Have you repartnered or remarried? Maybe you've even blended two families? Tell us your problems and joys, or just compare notes with each other on "going again" in here!
By TimsGirl
#12348
From the sounds of things, the original poster doesn't consider it "just porn".

Many people don't consider it "just porn". It's real nudity (if images) and real sex (if video).

There are many people who consider porn to be cheating and they have a right to feel that way. I will add to that though is they should discuss their belief with their partner before they get to any stage of commitment in a relationship (moving in together, engagement,etc).

If people consider porn wrong, that's their choice.

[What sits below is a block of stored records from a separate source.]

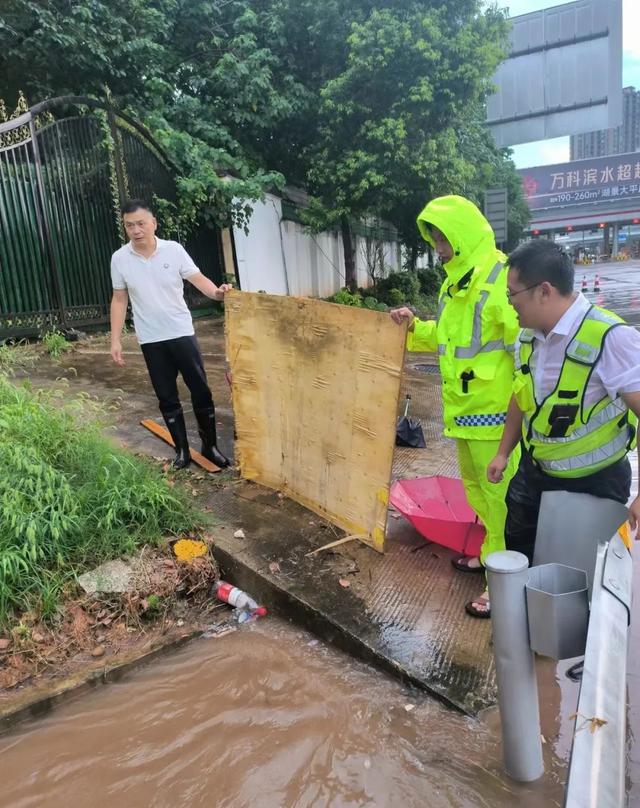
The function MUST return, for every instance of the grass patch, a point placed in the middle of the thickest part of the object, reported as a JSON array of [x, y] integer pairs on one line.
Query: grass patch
[[70, 499], [20, 356], [56, 343]]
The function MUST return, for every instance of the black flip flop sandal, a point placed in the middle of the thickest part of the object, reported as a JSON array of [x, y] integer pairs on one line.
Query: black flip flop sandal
[[462, 567], [473, 610]]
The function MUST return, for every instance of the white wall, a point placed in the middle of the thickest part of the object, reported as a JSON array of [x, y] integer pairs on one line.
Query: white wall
[[283, 257]]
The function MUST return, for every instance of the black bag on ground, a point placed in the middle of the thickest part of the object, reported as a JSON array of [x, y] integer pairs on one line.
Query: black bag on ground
[[409, 430]]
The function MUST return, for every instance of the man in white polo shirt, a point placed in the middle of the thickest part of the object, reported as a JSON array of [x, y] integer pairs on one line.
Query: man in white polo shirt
[[150, 272], [576, 394]]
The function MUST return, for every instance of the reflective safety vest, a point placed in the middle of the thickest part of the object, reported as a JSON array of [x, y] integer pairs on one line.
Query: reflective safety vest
[[564, 436], [476, 326]]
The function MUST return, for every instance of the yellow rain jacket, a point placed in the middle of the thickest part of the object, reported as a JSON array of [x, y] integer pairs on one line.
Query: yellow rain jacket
[[476, 327]]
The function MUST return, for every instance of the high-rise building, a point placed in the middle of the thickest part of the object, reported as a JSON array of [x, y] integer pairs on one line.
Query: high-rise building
[[622, 139]]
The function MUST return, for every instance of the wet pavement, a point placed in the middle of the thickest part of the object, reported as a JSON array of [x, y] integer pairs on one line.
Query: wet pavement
[[267, 717], [619, 287]]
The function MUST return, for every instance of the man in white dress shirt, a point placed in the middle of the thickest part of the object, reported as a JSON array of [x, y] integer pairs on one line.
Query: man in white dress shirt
[[576, 394], [150, 272]]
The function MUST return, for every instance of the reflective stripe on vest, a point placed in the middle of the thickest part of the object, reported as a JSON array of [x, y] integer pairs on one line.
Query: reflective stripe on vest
[[476, 347], [587, 438], [612, 412], [596, 457]]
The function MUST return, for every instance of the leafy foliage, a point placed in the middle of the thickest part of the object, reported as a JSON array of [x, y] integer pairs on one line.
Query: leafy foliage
[[69, 499], [374, 107]]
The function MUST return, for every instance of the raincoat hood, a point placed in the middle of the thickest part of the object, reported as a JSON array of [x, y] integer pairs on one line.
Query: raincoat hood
[[465, 228]]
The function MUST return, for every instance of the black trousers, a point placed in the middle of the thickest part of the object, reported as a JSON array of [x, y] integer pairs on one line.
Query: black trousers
[[529, 483], [168, 358]]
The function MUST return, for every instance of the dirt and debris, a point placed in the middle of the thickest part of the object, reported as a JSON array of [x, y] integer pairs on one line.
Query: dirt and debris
[[164, 593]]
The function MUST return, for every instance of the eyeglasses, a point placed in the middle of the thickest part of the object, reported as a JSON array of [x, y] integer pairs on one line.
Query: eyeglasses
[[511, 295]]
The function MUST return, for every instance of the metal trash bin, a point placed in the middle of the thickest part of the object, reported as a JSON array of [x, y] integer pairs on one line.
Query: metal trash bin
[[558, 610]]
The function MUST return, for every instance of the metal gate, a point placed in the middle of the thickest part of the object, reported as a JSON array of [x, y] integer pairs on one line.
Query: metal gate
[[66, 165]]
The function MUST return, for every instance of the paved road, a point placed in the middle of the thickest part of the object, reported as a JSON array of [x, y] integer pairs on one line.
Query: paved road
[[619, 287]]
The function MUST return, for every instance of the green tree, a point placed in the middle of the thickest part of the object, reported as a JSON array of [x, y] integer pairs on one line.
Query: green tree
[[193, 71]]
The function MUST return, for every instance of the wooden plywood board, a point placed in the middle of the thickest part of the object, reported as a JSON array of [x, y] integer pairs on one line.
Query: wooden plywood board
[[315, 396]]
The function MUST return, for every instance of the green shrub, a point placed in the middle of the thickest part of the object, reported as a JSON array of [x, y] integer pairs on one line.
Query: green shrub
[[398, 288], [370, 302], [346, 298], [395, 297], [69, 499], [430, 280]]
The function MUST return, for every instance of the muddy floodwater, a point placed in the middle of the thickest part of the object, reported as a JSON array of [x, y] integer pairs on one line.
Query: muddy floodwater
[[266, 717]]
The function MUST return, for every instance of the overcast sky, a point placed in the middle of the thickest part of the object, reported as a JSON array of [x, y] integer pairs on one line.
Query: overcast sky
[[557, 150]]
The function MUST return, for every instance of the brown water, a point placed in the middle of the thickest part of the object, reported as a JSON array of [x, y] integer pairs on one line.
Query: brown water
[[266, 717]]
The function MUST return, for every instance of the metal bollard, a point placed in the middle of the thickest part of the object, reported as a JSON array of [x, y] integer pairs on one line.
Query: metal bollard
[[508, 573]]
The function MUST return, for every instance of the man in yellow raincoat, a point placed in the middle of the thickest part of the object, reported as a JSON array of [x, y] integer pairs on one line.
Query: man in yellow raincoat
[[474, 335]]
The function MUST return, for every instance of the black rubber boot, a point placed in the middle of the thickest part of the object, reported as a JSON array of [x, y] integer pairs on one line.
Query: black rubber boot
[[207, 429], [177, 428]]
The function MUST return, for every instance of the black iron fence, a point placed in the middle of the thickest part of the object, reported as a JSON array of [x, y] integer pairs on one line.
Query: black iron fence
[[66, 165]]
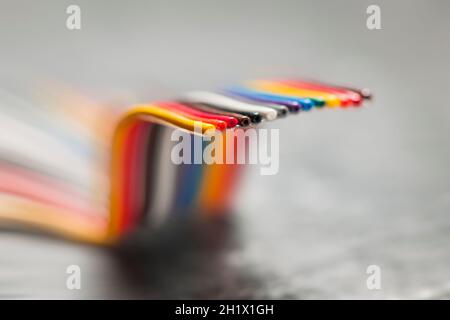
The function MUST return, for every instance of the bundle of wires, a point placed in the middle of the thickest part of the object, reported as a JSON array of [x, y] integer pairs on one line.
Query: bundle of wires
[[143, 186]]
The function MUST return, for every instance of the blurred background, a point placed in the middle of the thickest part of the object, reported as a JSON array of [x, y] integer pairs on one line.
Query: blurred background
[[355, 187]]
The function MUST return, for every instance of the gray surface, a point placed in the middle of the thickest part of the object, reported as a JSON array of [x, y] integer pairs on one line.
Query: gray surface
[[355, 187]]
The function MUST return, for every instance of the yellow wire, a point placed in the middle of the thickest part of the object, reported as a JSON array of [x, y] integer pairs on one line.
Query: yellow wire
[[149, 113], [331, 100]]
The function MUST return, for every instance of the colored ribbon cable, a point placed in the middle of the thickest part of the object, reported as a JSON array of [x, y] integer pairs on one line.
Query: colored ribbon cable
[[229, 104], [279, 88]]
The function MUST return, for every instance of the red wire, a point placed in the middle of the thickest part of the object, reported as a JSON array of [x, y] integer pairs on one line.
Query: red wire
[[346, 96]]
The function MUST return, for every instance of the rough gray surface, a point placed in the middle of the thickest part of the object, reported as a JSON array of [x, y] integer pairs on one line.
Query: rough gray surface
[[355, 188]]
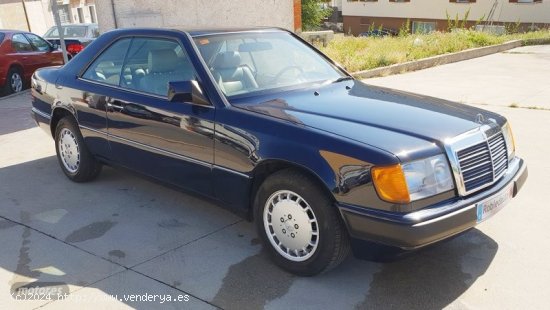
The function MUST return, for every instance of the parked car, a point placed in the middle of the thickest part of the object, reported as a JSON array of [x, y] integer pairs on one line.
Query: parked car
[[384, 32], [274, 130], [21, 53], [76, 36]]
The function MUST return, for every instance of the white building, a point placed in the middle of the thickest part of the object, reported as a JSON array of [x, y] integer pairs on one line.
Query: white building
[[36, 15], [196, 13], [431, 14]]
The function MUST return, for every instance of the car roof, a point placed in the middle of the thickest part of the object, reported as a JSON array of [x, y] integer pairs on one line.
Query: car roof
[[214, 31], [13, 31]]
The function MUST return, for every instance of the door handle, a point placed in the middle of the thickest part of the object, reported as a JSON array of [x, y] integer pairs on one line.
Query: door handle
[[115, 105]]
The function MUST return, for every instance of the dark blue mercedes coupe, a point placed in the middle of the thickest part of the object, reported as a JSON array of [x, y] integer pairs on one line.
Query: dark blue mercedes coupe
[[264, 123]]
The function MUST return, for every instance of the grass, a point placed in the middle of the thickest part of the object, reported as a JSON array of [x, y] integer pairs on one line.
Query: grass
[[357, 54]]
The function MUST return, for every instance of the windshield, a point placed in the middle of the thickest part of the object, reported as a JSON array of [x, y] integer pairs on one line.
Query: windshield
[[68, 32], [248, 62]]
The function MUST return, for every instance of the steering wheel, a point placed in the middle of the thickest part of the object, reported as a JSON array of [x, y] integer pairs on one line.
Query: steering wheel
[[285, 69]]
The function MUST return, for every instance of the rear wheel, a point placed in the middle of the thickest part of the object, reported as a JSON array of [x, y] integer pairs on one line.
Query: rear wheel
[[299, 224], [14, 81], [75, 159]]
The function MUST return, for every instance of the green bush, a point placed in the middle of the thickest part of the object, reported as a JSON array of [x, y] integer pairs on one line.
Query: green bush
[[365, 53]]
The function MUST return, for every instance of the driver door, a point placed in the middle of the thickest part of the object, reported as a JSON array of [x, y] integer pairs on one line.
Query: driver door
[[170, 141]]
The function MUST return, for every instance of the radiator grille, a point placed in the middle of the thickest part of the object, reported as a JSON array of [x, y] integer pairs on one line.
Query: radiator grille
[[483, 163]]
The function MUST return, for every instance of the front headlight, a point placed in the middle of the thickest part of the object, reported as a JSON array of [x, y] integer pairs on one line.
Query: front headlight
[[509, 138], [413, 181], [428, 177]]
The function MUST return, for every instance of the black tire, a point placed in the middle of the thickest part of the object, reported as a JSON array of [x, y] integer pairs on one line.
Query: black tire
[[333, 244], [8, 89], [86, 168]]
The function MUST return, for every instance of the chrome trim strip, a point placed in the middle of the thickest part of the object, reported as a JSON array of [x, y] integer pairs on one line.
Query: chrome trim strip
[[232, 171], [167, 153], [94, 130], [43, 114], [136, 92]]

Finding out your partner has a porn addiction is no different from finding out your partner has a gambling addiction or a drug addiction - some people are ok with heavy gambling and some people are ok with drug use, just as some are ok or ambivalent about porn use but women shouldn't be forced to ignore how they feel if they are not ok with those things if they consider them wrong.

My first husband had a drug addiction and I got sick of people telling me to just be gentle with him about it because there is nothing wrong with illicit drug use. Even when it got to the point where he was facing jail and I had to go begging to charities to feed my daughter when he'd blown all our money on drugs. Sometimes you have to stand up for what you believe in.

If a person believes something is wrong, they have a right to say so. You just need to find a loving gentle way to say so - being assertive not aggressive but not passive either.

My second husband has struggle with a porn problem, we both believe it is wrong but we are totally open about his struggles - you can believe a behaviour is wrong and still be completely open about it. It just requires gentleness. You can be completely mature without downplaying how wrong a behaviour is.

If I found out he was looking at porn again (and hadn't told me), he'd have no problem with me gently voicing his behaviour was unacceptable - the key is in doing it gently - assertive but without any aggression.